The nature of repurposing found recordings means that sampling is a medium that can provoke both life-affirming nostalgia, as with the Avalanches’s Since I Left You, and death-embracing doom, as with the Caretaker’s Everywhere at the End of Time. The grisly Haram, a collaboration between New York City underground hip-hop duo Armand Hammer and producer the Alchemist, decidedly elicits the latter.
In many ways a critique of the legacy of slavery and colonialism, Haram possesses a manic, catastrophic atmosphere, almost as if the Alchemist were attempting to distill those crimes against humanity into sound. Throughout, the album’s 14 tracks unravel into convoluted tangles of disembodied voices, discordant jazz piano, and droning synths.
Armand Hammer, which consists of rappers Billy Woods and Elucid, has mastered a stream-of-consciousness lyrical delivery that often prioritizes images, sensation, and rhythmic tension above easy comprehension. On “Roaches Don’t Fly,” for example, Elucid empowers himself as the world falls apart: “Still up at dawn, shifting forms, new resolve, guns go off/Guns go off, smoke and fire, light and sound/My new name colonizers can’t pronounce.”
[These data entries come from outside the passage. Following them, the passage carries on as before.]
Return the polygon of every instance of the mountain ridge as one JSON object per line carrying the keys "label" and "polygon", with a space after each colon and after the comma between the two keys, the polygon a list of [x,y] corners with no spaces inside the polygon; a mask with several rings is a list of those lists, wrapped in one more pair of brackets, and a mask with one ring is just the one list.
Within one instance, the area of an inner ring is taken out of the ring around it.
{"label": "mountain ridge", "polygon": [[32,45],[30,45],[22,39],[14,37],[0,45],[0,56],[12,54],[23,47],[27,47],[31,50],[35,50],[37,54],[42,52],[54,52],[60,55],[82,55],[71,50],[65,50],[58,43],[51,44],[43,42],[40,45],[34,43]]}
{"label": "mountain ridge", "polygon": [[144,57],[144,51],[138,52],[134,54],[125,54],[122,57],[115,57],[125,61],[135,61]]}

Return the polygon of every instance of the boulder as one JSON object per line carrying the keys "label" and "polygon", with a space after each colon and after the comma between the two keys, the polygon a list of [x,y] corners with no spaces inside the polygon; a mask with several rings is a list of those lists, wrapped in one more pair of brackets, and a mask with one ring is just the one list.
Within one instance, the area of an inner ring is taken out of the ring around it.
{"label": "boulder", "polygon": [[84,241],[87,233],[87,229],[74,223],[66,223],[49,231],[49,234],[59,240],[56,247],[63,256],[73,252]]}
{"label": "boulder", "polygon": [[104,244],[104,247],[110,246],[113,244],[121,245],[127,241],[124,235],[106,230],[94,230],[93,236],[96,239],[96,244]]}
The group also turns their attention to the taboo, the immoral, and the inhumane: Where one’s first instinct might be to look away in disgust or horror, they would rather scrutinize, poke, and prod, and exaggerate the taboo. On “Indian Summer,” Woods recalls moving back to the U.S. from Africa, painting a hellish landscape out of the racism encountered in American suburbia and declaring, without the slightest hesitation, “I swore vengeance in the seventh grade/Not on one man, the whole human race/I’m almost done, God be praised.”